Rechtsgrundlagen für die Leistungserfassung und Bewertung im schulischen Bereich in Hessen:
Vorangestellt werden die allgemeinen Rechtsgrundlagen für die Leistungsbewertung, denn nur wer diese kennt, weiß welche Anforderungen an Leistungsbewertungen im einzelnen zu stellen sind.

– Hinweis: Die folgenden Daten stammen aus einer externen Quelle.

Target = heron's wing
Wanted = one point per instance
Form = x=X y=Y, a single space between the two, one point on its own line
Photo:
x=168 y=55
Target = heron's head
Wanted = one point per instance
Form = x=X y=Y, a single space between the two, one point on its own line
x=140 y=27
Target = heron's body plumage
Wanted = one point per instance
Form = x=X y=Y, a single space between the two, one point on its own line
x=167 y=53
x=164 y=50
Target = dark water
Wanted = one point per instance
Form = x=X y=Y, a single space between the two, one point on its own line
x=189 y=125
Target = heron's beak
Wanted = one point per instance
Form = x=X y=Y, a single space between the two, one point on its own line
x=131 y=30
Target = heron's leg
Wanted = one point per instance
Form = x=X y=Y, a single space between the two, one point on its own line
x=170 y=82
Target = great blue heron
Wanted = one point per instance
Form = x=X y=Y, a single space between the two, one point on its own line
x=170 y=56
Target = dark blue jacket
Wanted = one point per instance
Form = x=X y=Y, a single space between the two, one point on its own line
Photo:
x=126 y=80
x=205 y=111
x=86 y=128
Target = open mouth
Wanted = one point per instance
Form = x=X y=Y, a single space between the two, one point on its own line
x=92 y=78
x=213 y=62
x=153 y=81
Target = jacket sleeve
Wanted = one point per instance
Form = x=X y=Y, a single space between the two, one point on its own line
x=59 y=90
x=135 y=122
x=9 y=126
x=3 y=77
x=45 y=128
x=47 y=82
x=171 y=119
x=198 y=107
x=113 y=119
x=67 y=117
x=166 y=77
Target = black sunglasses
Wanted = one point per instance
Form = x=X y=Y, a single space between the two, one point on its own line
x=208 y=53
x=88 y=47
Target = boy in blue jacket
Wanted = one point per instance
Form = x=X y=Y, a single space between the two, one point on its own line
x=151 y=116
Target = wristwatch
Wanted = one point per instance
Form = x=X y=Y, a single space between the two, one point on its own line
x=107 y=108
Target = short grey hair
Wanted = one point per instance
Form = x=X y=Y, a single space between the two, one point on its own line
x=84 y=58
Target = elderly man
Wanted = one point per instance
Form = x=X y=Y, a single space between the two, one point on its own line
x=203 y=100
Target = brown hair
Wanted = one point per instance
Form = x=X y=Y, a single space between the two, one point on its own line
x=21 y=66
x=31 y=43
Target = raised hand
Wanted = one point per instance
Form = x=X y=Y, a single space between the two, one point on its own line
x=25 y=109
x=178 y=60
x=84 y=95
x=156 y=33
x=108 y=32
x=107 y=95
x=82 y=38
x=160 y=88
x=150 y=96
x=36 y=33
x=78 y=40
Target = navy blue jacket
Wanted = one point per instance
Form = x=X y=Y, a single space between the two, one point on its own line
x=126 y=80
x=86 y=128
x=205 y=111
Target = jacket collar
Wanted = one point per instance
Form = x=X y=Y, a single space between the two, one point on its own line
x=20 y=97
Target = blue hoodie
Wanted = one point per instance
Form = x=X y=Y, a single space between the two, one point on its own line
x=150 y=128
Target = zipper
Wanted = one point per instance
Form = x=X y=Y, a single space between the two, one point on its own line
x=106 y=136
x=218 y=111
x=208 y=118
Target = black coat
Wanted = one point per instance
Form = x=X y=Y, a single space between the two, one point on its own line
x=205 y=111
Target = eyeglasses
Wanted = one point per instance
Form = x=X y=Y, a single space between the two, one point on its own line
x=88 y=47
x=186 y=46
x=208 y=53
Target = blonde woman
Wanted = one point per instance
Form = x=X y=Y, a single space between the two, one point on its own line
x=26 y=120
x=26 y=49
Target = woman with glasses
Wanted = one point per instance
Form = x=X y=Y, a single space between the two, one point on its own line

Die allgemeinen Rechtsgrundlagen für die Leistungserfassung und Bewertung basieren in jedem Bundesland auf verschiedenen Eckpfeilern:
Rahmen durch das Schulgesetz Hessen und die Verordnung zur Gestaltung des Schulverhältnisses Hessen:
In Hessen geben das Schulgesetz Hessen und - dieses konkretisierend - die Verordnung zur Gestaltung des Schulverhältnisses Hessen zunächst einen Rahmen bei der Leistungserfassung und Bewertung vor.
Ggf. Ausfüllung dieses Rahmens durch Regelungen der Gesamtkonferenz bzw. Schulkonferenz:
Die Regelungen zur Leistungserfassung und Bewertung sind in Hessen bereits sehr detailliert.
Die Gesamtkonferenz ist ungeachtet dessen gem. § 133 Abs. 1 Nr. 10 SchulG zuständig für die Grundsätze für eine einheitliche Leistungsbewertung. Die Schulkonferenz entscheidet gem. § 129 Nr. 4 SchulG über die Grundsätze für Hausarbeiten und Klassenarbeiten.
Dies spiegelt sich auch im unterrangigen Recht ausdrücklich wieder:
§ 21 Verordnung zur Gestaltung des Schulverhältnisses
...
(3) Die Zuständigkeit der Schulkonferenz für die Entscheidung über Grundsätze für Hausaufgaben und Klassenarbeiten in der jeweiligen Schule (§ 129 Nr. 4 des Hessischen Schulgesetzes) bleibt unberührt.
...
Soweit die Gesamtlehrerkonferenz bzw. Schulkonferenz Regelungen getroffen hat, sind diese für alle Lehrer verbindlich, d.h. diese müssen sich hieran halten.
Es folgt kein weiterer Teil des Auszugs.